When tax revenues plunged during the 2008-09 recession, however, Arizona froze Medicaid enrollment for childless adults and dropped services. The retrenchment was one of the most severe in the country.
Doctors and others quickly noticed changes.
At Dr. J. Manuel Arreguin's gynecology clinic on the lower-income south side of Tucson, women began delaying recommended surgery for fibroids, noncancerous growths that appear in the uterus and can cause serious bleeding.
Pima County jail officials noticed that more inmates needed extra medical attention, even kidney dialysis. Many had lost health insurance and access to medications and medical services before they were arrested.
In rural health clinics, patients started drifting away; many sought care or drugs in Mexico, said Amanda Aguirre, president of the Regional Center for Border Health.
And at Tucson Medical Center, doctors and nurses struggled to get patients to seek follow-up care.
"It seemed like all of a sudden, half the people didn't have health coverage," said Dr. Michelle Williams, assistant medical director of the hospital's emergency department. "I didn't want to ask about coverage because it is not what I'm supposed to do as a physician. But you had to.
"I'd make a plan for a patient, and then they would say, 'That's not going to work because I don't have insurance.' "
Among the Medicaid services the state cut four years ago was podiatry, an important benefit for diabetics, many of whom lose feeling in their feet and become more prone to infections as the disease wastes nerves and arteries.

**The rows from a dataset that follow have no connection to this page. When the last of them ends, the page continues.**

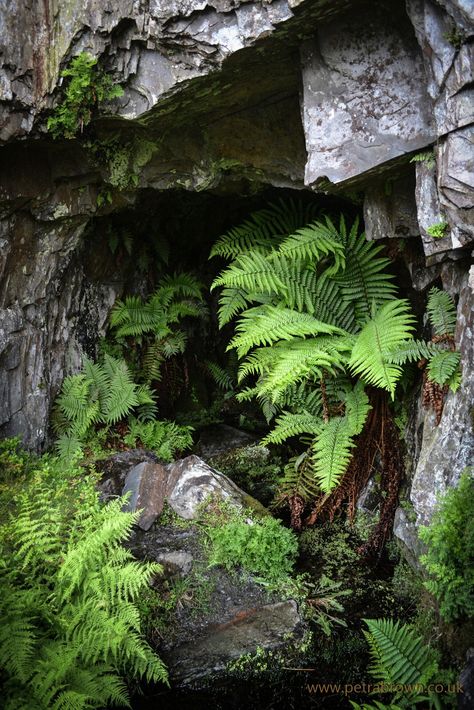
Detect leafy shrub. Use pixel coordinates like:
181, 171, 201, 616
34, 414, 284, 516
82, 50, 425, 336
53, 355, 155, 458
110, 273, 206, 383
0, 458, 167, 710
211, 201, 458, 500
419, 469, 474, 621
123, 417, 193, 461
47, 52, 123, 138
207, 517, 298, 584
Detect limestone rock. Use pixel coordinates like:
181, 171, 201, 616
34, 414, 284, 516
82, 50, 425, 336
166, 455, 258, 520
165, 599, 301, 686
301, 5, 434, 186
122, 461, 168, 530
410, 265, 474, 525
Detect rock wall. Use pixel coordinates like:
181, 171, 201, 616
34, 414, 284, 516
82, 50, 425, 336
0, 0, 474, 560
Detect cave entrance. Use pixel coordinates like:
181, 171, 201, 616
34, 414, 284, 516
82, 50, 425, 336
85, 183, 360, 429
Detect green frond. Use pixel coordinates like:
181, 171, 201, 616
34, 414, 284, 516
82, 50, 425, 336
209, 200, 317, 259
211, 251, 287, 296
311, 417, 355, 493
228, 305, 345, 357
385, 339, 441, 365
244, 336, 350, 402
426, 287, 456, 336
278, 452, 320, 501
279, 222, 345, 274
333, 222, 396, 323
349, 299, 415, 399
364, 619, 436, 686
428, 350, 461, 385
262, 412, 323, 446
218, 288, 249, 328
345, 381, 372, 435
204, 360, 236, 392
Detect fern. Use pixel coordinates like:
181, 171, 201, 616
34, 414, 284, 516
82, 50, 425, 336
428, 350, 461, 385
364, 619, 436, 686
311, 384, 370, 493
262, 412, 323, 446
426, 287, 456, 336
54, 355, 156, 459
209, 200, 317, 259
0, 459, 167, 710
333, 217, 396, 323
227, 305, 344, 357
349, 300, 414, 399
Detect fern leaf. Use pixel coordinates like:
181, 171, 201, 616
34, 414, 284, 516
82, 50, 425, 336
349, 299, 414, 399
428, 350, 461, 385
228, 305, 345, 357
209, 200, 318, 259
262, 412, 323, 446
312, 417, 354, 493
426, 287, 456, 336
364, 619, 435, 685
333, 218, 396, 323
385, 339, 440, 365
279, 222, 345, 273
211, 251, 287, 296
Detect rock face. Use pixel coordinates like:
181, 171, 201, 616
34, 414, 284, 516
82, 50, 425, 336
99, 449, 266, 530
0, 0, 474, 572
107, 450, 304, 687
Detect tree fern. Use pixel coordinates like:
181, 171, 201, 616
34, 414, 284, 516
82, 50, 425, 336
312, 385, 370, 493
364, 619, 436, 686
0, 459, 167, 710
333, 217, 396, 323
209, 200, 317, 259
428, 350, 461, 385
426, 287, 456, 336
349, 300, 415, 399
228, 305, 344, 357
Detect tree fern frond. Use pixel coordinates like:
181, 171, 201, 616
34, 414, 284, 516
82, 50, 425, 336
349, 299, 415, 399
364, 619, 435, 686
428, 350, 461, 385
228, 305, 345, 357
333, 222, 396, 323
262, 412, 323, 446
209, 200, 318, 259
385, 339, 441, 365
279, 222, 345, 274
278, 452, 320, 501
311, 417, 354, 493
426, 286, 456, 336
211, 251, 287, 296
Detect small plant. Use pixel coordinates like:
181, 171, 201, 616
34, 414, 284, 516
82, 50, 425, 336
0, 458, 167, 710
53, 355, 155, 458
110, 273, 206, 383
410, 150, 436, 168
419, 469, 474, 622
206, 515, 298, 586
426, 222, 449, 239
123, 417, 193, 462
47, 52, 123, 138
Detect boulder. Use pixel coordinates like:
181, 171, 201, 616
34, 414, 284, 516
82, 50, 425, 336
99, 449, 266, 530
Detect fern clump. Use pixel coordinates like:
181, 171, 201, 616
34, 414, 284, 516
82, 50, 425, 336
419, 469, 474, 622
0, 459, 167, 710
53, 355, 155, 459
110, 273, 207, 384
123, 417, 194, 462
47, 52, 123, 138
211, 203, 414, 499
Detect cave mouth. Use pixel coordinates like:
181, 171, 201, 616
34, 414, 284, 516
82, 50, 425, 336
82, 183, 361, 429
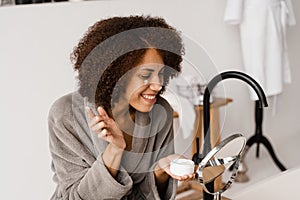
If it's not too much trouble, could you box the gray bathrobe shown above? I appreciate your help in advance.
[48,92,177,200]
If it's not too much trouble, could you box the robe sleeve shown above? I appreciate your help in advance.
[224,0,244,25]
[130,104,177,199]
[48,97,132,200]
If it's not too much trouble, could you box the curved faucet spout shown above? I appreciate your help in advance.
[203,71,268,156]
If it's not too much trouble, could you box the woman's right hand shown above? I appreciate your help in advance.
[86,107,126,149]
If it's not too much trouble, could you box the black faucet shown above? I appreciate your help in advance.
[197,71,268,200]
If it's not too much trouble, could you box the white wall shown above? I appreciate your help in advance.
[0,0,300,200]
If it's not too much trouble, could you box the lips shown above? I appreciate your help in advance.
[141,94,156,104]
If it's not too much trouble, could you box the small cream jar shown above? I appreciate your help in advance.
[170,158,194,176]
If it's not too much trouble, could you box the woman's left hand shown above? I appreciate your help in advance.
[154,154,195,181]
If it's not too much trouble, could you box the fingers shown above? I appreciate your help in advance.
[86,107,111,139]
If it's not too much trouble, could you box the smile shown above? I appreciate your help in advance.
[142,94,156,100]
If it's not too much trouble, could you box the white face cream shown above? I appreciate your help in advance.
[170,158,194,176]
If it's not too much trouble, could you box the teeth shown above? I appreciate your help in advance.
[143,95,155,100]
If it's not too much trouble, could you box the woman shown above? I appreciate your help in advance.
[48,16,193,200]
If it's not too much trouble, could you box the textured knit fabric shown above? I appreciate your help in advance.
[48,92,177,200]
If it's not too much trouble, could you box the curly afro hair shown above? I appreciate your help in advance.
[71,16,184,116]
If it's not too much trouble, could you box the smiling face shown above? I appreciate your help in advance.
[125,49,164,112]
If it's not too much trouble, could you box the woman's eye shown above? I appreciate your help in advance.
[140,74,151,80]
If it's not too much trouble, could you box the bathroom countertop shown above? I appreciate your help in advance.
[231,167,300,200]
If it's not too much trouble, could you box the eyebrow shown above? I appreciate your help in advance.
[141,67,164,72]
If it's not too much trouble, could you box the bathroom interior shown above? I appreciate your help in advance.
[0,0,300,200]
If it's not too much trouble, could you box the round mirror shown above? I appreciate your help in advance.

At the University of Arizona Medical Center in Tucson, Dr. David Armstrong still sees the impact.
Nearly every day, Armstrong and Dr. Joseph L. Mills, who co-direct the Southern Arizona Limb Salvage Alliance, don surgical scrubs and step into an operating room to amputate limbs or cut away diseased bones and flesh of patients with diabetes who put off seeing a doctor.
One afternoon, Armstrong's team labored to save the black, gangrenous left foot of a 30-year-old diabetic, sawing out infected bones, stitching healthy tissue and grafting skin in a bid to spare him life in a wheelchair.
"If it was just a couple of months earlier, we probably could have stopped some of these problems," Armstrong said later. "We're constantly shaking our heads."
Armstrong and other researchers documented a 37 percent increase in hospital admissions for diabetic foot ulcers between 2006 and 2011, according to a study they published in the journal Diabetes Care.
Patients also stayed longer in the hospital with more severe outcomes, they found. Amputations, surgical complications, life-threatening infections and deaths increased by nearly half.
"These people's feet were literally killing them," Armstrong said. What's frustrating, he said, is that the solution is straightforward. "It doesn't need big, fancy machines. ... It's just good, quality primary care."